アヤメもツバキもきっと、これから始まる稽古の日々のことを期待しているのだろう。
私はそのキラキラとした目が眩しくて、つい、
「ははは。お手柔らかにな」
と頭を掻きながらそう返す。
そんな私たちに、サユリが、
「うふふ。詳しい話はお食事の時にでもしましょう。ジーク様、お風呂は沸いておりますから、先にお使いください」
と言ってくれて、私はとりあえず風呂を使わせてもらうことにした。
順番に風呂を使い食事が始まる。
今日の食事は牡丹鍋だった。
どうやら近所の肉屋でイノシシ肉のいいのが手に入ったらしい。
やはり大人数で食べる鍋というのはいいもので、なんとなく普通のご飯よりも話が弾む。
賢者祭りのこと、稽古のこと、ここ最近の森の様子のこと、いろんな話をした。
ツバキやアヤメの話によると、森は平和そのものらしく、時折遠くの方でゴブリンなどを見かけることはあるそうだが、従士隊が見回りをしていれば何の問題も無い程度なのだそうだ。
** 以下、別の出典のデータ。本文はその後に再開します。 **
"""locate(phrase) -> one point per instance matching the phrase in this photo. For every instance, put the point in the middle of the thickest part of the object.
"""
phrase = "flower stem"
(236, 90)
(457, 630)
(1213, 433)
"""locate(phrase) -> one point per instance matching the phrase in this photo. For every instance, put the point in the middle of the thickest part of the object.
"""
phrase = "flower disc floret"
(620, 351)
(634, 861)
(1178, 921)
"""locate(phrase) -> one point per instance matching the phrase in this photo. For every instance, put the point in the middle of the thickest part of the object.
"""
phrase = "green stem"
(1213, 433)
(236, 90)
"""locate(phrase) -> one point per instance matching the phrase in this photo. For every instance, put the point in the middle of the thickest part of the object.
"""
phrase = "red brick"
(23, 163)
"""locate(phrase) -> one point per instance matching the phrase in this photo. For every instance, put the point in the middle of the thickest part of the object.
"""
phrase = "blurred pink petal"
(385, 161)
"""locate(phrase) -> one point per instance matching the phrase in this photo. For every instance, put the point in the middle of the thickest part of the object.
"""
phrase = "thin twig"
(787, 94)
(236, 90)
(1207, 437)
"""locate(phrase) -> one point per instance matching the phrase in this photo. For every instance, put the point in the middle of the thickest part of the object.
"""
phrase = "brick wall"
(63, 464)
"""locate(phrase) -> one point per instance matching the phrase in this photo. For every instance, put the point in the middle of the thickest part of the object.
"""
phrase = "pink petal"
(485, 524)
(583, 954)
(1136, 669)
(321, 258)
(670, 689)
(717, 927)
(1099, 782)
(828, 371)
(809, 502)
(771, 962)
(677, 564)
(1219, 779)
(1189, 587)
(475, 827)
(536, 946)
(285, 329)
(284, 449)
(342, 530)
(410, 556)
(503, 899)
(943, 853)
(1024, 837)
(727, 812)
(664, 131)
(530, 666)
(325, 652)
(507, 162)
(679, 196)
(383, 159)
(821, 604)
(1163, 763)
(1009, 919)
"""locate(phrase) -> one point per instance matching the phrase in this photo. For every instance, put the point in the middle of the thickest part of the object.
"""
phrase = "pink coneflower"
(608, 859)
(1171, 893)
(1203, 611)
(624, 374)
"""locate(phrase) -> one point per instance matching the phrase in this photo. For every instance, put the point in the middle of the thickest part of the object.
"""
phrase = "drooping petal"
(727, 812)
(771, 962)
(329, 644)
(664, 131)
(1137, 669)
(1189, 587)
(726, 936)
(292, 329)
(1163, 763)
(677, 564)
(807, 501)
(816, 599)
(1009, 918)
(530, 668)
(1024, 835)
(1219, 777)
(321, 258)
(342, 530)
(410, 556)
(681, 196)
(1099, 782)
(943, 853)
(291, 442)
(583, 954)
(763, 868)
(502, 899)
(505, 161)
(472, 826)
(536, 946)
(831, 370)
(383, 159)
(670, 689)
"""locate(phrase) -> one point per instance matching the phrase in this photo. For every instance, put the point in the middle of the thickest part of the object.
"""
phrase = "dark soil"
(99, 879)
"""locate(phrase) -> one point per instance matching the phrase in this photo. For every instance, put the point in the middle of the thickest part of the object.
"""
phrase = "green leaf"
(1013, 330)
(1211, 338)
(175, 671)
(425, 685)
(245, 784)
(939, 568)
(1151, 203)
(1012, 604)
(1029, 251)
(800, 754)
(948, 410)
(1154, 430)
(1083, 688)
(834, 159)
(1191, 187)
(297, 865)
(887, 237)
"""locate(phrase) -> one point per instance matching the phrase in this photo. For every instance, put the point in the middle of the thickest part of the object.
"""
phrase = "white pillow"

改めて、自分がやった仕事の成果というものを聞くと、嬉しさが込み上げてくる。
私は、
(こういうふうに結果を見ると賢者の仕事も悪くないと思えるから不思議なものだな…)
と何となく充実感のようなものを感じながら、いつもより楽しい牡丹鍋を腹いっぱいに詰め込んだ。
翌朝。
今日の午前中は魔法の稽古という事だったので、さっそくアヤメの魔法を見る。
当然ながら、筋は悪くない。
しかし、どこか体力不足というか、魔力の使い方が上手くいっていないように感じたので、
「うん。どの魔法も悪くない。特に矢に魔法を纏わせるのは天性の才能があると言ってもいいだろう。しかし、魔力の循環がもうひとつ上手くいっていないようだな」
と、基礎的なところでやや躓きがあるという点を指摘してみた。
「魔力の循環、ですか?」
と、やや不思議そうな顔をするアヤメに魔力量を増やすのにどんな訓練をしているのか?と訊ねると、魔法の使い方の練習はしても魔力量を上げるという訓練はしていないという。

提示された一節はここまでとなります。